A Montreal woman plans to take eight major retailers to court in a proposed class action lawsuit for allegedly charging women more for hygiene products than men, despite the fact that some products have identical ingredients.

The so-called “pink tax” –- a consumer phenomenon in which women pay more than men for the same products -- has been widely reported on. Analysis from data mining company Parsehub found that women pay on average 43 per cent more than men for 3,000 products surveyed.

Aviva Maxwell, a mother of three, said she first noticed the “pink tax” while shopping for deodorant with her brother. She said she found that a brand of men’s deodorant was larger than the equivalent women’s product, but both products were sold for the same price.

“I'm paying almost twice as much as he is,” Maxwell told CTV News.

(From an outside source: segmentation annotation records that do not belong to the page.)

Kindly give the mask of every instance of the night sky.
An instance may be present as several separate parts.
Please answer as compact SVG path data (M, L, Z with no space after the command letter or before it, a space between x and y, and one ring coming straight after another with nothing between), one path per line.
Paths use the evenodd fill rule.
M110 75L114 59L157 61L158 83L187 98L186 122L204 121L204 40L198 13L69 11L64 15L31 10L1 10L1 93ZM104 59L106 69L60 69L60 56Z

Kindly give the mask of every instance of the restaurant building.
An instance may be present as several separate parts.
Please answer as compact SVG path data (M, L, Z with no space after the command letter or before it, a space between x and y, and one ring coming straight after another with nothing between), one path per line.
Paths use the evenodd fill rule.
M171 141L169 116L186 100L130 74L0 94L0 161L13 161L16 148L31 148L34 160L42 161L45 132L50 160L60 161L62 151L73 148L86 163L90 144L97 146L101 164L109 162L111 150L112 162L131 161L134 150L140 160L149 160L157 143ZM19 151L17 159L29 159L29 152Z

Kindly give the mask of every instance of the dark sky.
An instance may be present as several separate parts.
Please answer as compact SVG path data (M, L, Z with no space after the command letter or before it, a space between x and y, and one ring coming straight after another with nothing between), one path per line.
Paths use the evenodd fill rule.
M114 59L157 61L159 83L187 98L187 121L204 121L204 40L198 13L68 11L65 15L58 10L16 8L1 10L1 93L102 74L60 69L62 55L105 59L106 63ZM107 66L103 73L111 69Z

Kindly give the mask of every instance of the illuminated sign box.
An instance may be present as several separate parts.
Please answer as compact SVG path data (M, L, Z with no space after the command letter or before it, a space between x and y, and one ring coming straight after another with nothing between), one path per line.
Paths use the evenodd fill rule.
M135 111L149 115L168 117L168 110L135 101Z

Maxwell learned more about the alleged discrepancies and was so upset that she sought legal representation. On Tuesday, lawyers filed a motion with the Quebec Superior Court to launch a class action against eight Quebec corporations.

“What we're alleging is there is discrimination between pricing for products destined for women and products destined for men,” said Michael Simkin, a lawyer representing Maxwell.

The lawsuit is asking for $100 in damages and compensation per claim. In a statement, the law firm alleged that the potential damages could be worth more than $100 million.

The court has yet to make the motion an official class action case, and no other parties are involved yet. It could take many months before the court determines how the action will unfold.

None of the companies named in the action nor the Retail Council of Canada commented on the case to CTV News.

Business experts say that, even though there is a perception of gender bias, consumers shouldn’t expect the eight retailers to give in.

“The exact same thing for women is very often more expensive because women for a lot of those products are not buying as much as men are … this is the case for deodorant, this is certainly the case for razors,” said Jacques Nantel, a marketing professor with HEC Montreal.

“Because you don't have the same volume of sale, the cost per product has to be pushed up.”